Many interventional studies aimed at improving outcomes in ARDS/PARDS have failed to find valuable treatments, likely due to the heterogeneity of the disease and patient population. Phenotyping ARDS/PARDS using clinical, physiologic, and biologic data have identified subgroups of patients with distinct clinical outcomes and treatment responses [27, 32,33,34]. This has prompted a call to arms to perform phenotype-aware trials that consider pathophysiologic pathways of lung injury in various forms of ARDS/PARDS and translate such discoveries into personalized, precision-based therapies [35]. Numerous observational studies in both children and adults reveal great potential for personalized care plans based on treatable traits [36,37,38,39]. Our study evaluated biomarker change over time during the early period of critical illness, a unique analysis in ARDS/PARDS biomarker research, which has typically evaluated a single timepoint or a difference between two timepoints. We identified a distinct pattern in thrombomodulin change among sepsis patients of different body habitus, hinting at a sustained difference in pathobiology that could portend differential response to treatment, if such trajectory analyses are included in future randomized controlled trials. This finding of persistent, elevated thrombomodulin in patients with obesity, in addition to our previous findings of lower biomarkers of alveolar epithelial injury in patients with obesity, indicates that body habitus may be an important phenotype to account for in future PARDS treatment trials [40].
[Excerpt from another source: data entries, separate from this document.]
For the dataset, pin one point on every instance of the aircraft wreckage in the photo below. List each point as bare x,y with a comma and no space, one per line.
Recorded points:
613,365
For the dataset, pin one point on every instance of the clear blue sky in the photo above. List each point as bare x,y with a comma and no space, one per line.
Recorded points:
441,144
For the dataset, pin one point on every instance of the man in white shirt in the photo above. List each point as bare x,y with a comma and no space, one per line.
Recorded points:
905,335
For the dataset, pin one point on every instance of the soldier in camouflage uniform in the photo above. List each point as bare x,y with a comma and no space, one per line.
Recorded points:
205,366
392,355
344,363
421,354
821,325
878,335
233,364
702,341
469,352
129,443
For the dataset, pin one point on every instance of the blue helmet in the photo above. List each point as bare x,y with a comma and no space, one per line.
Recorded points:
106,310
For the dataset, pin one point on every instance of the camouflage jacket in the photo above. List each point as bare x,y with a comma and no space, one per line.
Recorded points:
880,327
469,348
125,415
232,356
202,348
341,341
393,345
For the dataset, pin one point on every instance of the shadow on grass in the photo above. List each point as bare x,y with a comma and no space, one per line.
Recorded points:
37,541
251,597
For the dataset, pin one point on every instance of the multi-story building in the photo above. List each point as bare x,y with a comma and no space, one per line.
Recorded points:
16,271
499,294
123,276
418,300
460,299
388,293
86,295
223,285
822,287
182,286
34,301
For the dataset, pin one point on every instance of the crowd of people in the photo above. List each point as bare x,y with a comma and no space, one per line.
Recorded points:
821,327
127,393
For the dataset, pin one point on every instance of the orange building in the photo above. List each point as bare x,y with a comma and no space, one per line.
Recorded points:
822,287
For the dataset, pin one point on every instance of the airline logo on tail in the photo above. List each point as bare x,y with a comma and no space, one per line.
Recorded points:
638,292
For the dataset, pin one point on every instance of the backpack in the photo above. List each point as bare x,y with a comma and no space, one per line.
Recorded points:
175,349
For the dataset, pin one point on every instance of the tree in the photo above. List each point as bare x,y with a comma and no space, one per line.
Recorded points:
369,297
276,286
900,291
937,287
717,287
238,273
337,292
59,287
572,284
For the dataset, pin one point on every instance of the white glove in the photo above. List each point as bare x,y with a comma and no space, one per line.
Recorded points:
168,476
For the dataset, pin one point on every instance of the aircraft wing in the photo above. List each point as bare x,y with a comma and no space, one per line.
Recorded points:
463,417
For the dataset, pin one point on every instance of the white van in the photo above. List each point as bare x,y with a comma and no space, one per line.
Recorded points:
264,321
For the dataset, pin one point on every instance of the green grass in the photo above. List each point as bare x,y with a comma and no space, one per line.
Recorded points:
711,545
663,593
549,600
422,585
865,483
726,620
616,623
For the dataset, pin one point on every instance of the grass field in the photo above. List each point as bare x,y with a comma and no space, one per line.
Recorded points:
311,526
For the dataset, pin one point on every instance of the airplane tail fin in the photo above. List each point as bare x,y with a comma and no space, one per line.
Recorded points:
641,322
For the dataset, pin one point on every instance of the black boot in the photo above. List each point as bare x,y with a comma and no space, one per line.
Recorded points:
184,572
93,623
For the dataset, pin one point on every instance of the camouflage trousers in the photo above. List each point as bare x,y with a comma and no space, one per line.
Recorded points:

This study has some limitations. Firstly, there is no standard definition for pediatric obesity and different health organizations use different methodologies and cut-off points [41, 42]. We used CDC definitions that divide weight status into patients with healthy weight, overweight, or obesity. More recent studies often sub-divide obesity into 3 severity classes, but our cohort size prevented this level of analysis. Secondly, few patients were enrolled in time to collect biomarker data for day 0 (day of intubation) due to a 24- to 48-h consent window, which prevented us from evaluating weight-based differences on this day. This early period is likely very important in the evaluation of the acute systemic response to critical illness in children of different weights, as it would highlight any rapid changes from chronic inflammation (with obesity) to the more acute response. Thirdly, the strata sizes for the stratified analyses were quite small preventing any investigation on the clinical impact of the weight-based variability in these groups. Future studies of patients with ARF and/or sepsis are necessary to elucidate whether weight-based differences in cellular response have any impact on clinical outcomes.

Conclusion

In summary, we have found that in children with ARF plasma thrombomodulin, a biomarker of endothelial injury, is elevated on days 1 and 2 in children with obesity compared to their healthy weight peers. In children whose ARF is due to sepsis, the rate of rise in plasma thrombomodulin continues at a greater degree in those with obesity, suggesting that the degree of endothelial injury from sepsis and ARF is greater in those with obesity. This pathologic difference may partially explain longer durations of mechanical ventilation in ARF patients with obesity. We did not find an association between body habitus and degree of systemic inflammation or antifibrinolysis. Future studies are needed to better understand the association between childhood obesity, increased endothelial injury and altered respiratory mechanics in children with ARF and/or sepsis.